He was possibly the first person to ever post about Silk Road. A few months later, that same user is recruiting for a "lead developer in a venture backed bitcoin startup company" conveniently avoiding specifics. If you recall, they also seized a package sent to Ulbricht containing nine fake IDs with different names in July 2013 (he was arrested three months later). Cumulatively, that's probably enough to merit suspicion/the issuance of a warrant to search his e-mail.
There is literally nothing unusual about "conveniently avoiding specifics" in a tech recruiting post. It's not even a tiny bit suspicious.
He may or may not have been the first to post about Silk Road on Bitcointalk, or anywhere for that matter, but that seems awfully thin ground for getting a warrant.
I'm surprised HN seems to be in favor of such action.
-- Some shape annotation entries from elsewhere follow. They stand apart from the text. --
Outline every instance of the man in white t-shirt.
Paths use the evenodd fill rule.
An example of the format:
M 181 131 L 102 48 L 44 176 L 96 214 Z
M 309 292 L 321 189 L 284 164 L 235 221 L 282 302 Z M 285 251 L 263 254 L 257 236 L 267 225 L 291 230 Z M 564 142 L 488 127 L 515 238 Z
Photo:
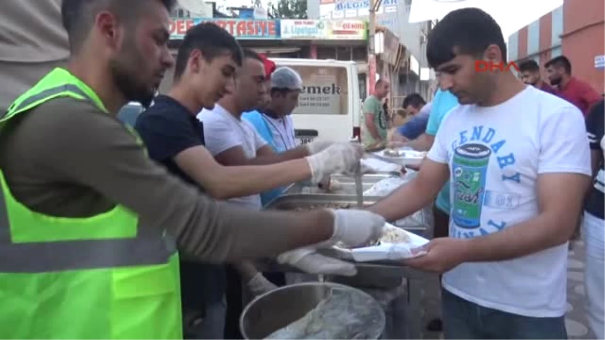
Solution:
M 254 126 L 241 119 L 244 112 L 258 106 L 266 93 L 263 59 L 250 50 L 244 50 L 237 85 L 212 110 L 198 115 L 203 123 L 206 147 L 223 165 L 260 165 L 298 159 L 323 150 L 333 143 L 317 141 L 278 153 L 267 144 Z M 260 195 L 232 198 L 230 201 L 255 209 L 261 208 Z
M 508 71 L 497 24 L 477 8 L 451 12 L 427 58 L 457 97 L 418 175 L 371 210 L 396 220 L 429 203 L 450 179 L 449 237 L 405 261 L 444 273 L 446 340 L 567 338 L 567 240 L 590 183 L 581 113 Z
M 243 56 L 242 66 L 237 72 L 235 88 L 223 96 L 212 110 L 204 109 L 197 116 L 203 125 L 205 146 L 218 163 L 226 166 L 275 164 L 307 157 L 333 144 L 315 141 L 284 152 L 275 152 L 252 125 L 241 119 L 244 112 L 258 107 L 267 91 L 263 59 L 253 51 L 247 49 L 244 49 Z M 260 195 L 232 198 L 229 201 L 257 210 L 261 208 Z M 294 266 L 310 273 L 355 274 L 355 268 L 353 264 L 318 254 L 314 254 L 312 258 L 307 258 L 308 260 L 296 261 L 296 259 L 302 258 L 301 257 L 307 253 L 308 250 L 305 249 L 296 250 L 283 254 L 278 261 L 295 263 Z M 238 295 L 238 292 L 241 292 L 238 275 L 241 275 L 244 281 L 247 282 L 258 275 L 250 263 L 237 264 L 235 267 L 237 273 L 232 270 L 227 272 L 229 309 L 226 329 L 237 329 L 237 321 L 241 312 L 241 299 Z

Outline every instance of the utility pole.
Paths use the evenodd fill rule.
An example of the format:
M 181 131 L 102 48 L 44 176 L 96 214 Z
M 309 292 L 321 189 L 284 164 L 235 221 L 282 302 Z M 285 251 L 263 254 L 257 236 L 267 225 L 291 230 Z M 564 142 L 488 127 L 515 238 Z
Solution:
M 374 94 L 376 80 L 376 53 L 374 38 L 376 34 L 376 11 L 382 0 L 370 0 L 370 17 L 368 20 L 368 79 L 370 83 L 368 94 Z

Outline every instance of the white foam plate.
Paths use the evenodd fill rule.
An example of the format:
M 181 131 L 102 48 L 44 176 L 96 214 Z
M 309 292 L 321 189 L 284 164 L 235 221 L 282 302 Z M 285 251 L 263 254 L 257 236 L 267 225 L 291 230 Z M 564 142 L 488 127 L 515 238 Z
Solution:
M 376 158 L 362 159 L 361 162 L 362 165 L 368 168 L 374 172 L 401 171 L 401 165 L 385 162 Z
M 428 243 L 428 240 L 411 233 L 393 224 L 387 223 L 385 229 L 395 229 L 397 232 L 404 232 L 409 237 L 409 242 L 405 243 L 381 243 L 379 246 L 347 249 L 333 247 L 335 255 L 342 260 L 355 262 L 371 262 L 376 261 L 397 261 L 422 256 L 425 252 L 412 252 L 412 249 L 422 247 Z

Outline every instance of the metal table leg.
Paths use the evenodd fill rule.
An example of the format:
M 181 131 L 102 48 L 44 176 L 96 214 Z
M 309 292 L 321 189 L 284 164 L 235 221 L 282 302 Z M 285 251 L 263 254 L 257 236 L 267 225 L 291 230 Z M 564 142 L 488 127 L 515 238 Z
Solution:
M 408 279 L 408 310 L 406 320 L 409 340 L 422 340 L 422 278 Z

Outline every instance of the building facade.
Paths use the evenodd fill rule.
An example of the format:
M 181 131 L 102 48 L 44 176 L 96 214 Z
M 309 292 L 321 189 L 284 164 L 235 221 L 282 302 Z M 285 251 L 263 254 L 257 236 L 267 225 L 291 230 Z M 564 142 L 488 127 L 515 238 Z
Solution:
M 565 0 L 508 39 L 509 60 L 533 59 L 543 67 L 561 54 L 574 76 L 605 94 L 605 1 Z
M 426 57 L 427 36 L 434 22 L 410 24 L 408 22 L 412 0 L 382 0 L 376 12 L 376 25 L 392 32 L 399 39 L 405 51 L 404 67 L 393 74 L 388 68 L 378 72 L 391 79 L 393 91 L 390 102 L 401 106 L 403 97 L 414 92 L 430 96 L 430 85 L 434 79 Z M 360 19 L 367 20 L 369 0 L 307 0 L 310 19 Z M 359 69 L 365 67 L 360 65 Z M 369 88 L 370 84 L 367 84 Z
If someone is the first to post about a particular site specializing in illegal transactions, and it's publicly determinable that they were, before that, soliciting for developers familiar with the kind of infrastructure the site would need, and, that person also is the intended recipient of a package of false identity documents, and...
...things add up and produce enough cause to get a warrant. Given the analysis from opsec people, it's not surprising that there was eventually a warrant and an arrest and a trial; given that he was leaking so much information about who he was and what he was doing, the surprising thing is that the feds didn't catch him even sooner.
> He made the post mentioning Silk Road on Jan 29, 2011.
which was apparently the first mention. So, as far as the agent could tell, this was the first person to mention Silk Road on the open Internet. That's what's reasonable.
(Also, from a pure Bayesian POV, the fact that it nailed DPR on the very first try goes a lot towards demonstrating its relevance. NB: this parenthetical is not a legal argument; otherwise you could justify any search that turns up evidence.)
Along these lines, someone once tried to convince me that governments should be allowed to use evidence no matter how they get it. He basically proposed that police could go into someone's house to search without a warrant, but if they didn't find anything then the police could be prosecuted, which makes them only do it if they have a really strong reason to think they'll find something. It was a surprisingly good argument for something that many people would instinctively flinch away from.
Anyway, my answer was that if the police really had such strong suspicion of someone and they were right, they've got to have enough to get a warrant anyway, which is similar to what you're saying.
Also if they expected to face prosecution were they not to find anything, you might expect them to often 'find' things whether they were there or not...
To you, there might be "literally nothing" suspicious about it, but when that user's previous post on the forum discussed Silk Road, likely for the first time ever, a law enforcement officer, having few leads to go on, might feel inclined to investigate that individual further. Again, there's also the tiny detail about a package with nine fake IDs being sent to Ulbricht in July 2013. DHS agents confronted him about it around that time: "The photos also matched his Texas driving license, which the DHS investigators asked to see. All of this happened around the same time that Dread Pirate Roberts was discussing obtaining fake IDs on Silk Road, the FBI affidavit said. The FBI put the final piece of the puzzle in place by pulling Ulbricht's Texas driving license and comparing it with the license that Ulbricht showed the DHS. The numbers matched. At this point, it must have considered that it had enough evidence." http://www.coindesk.com/ross-ulbrichts-silk-road-head-smacki...
You can't just look at the individual bits of evidence in isolation to determine whether there was probable cause, you have to look at it all together.
There's nothing suspicious about the recruitment ost, but it does contain his contact details. There is somethin gsuspicious about the 'have you heard about this great new site' post - a classic come-on - but it lacks identifying information about the author. One post provides the probable cause, the other supplies information about where to pursue further information.
Right, so the whole 'probable cause' is built on one post about Silk Road. As I say, that seems an awfully thin reason to go digging in someone's email.
I couldn't care less one way or the other about Ulbricht or Silk Road. Not my circus, not my monkeys, as they say.
But I do think it's disturbing one moderately suspicious post is enough to have your privacy violated.
I don't disagree, but given the highly illegal nature of the business (whether or not it ought to be legal is a separate, political question; I'd say yes, but as the law stands something like silk Road is clearly not legit), and Ulbricht's post being the social origin of public awareness, how is it not suspicious? If you can't find any earlier sign of its existence, it's reasonable* to suspect the social origin coincides with the operational origin. Remember he also posted (under the same username, altoid) to the Shroomery (a website dedicated to the consumption of psychedelic mushrooms) and set up a wordpress page with the basics of access and an invitation to come and sell drugs through there: http://web.archive.org/web/20110204025853/http://silkroad420...
I would imagine the FBI asked Wordpress for their logged data about that, which could have provided them with additional circumstantial evidence.
* in the legal sense of being arguable via logic, as opposed to an inexplicable decision based on intuition or unthinking application of dogma.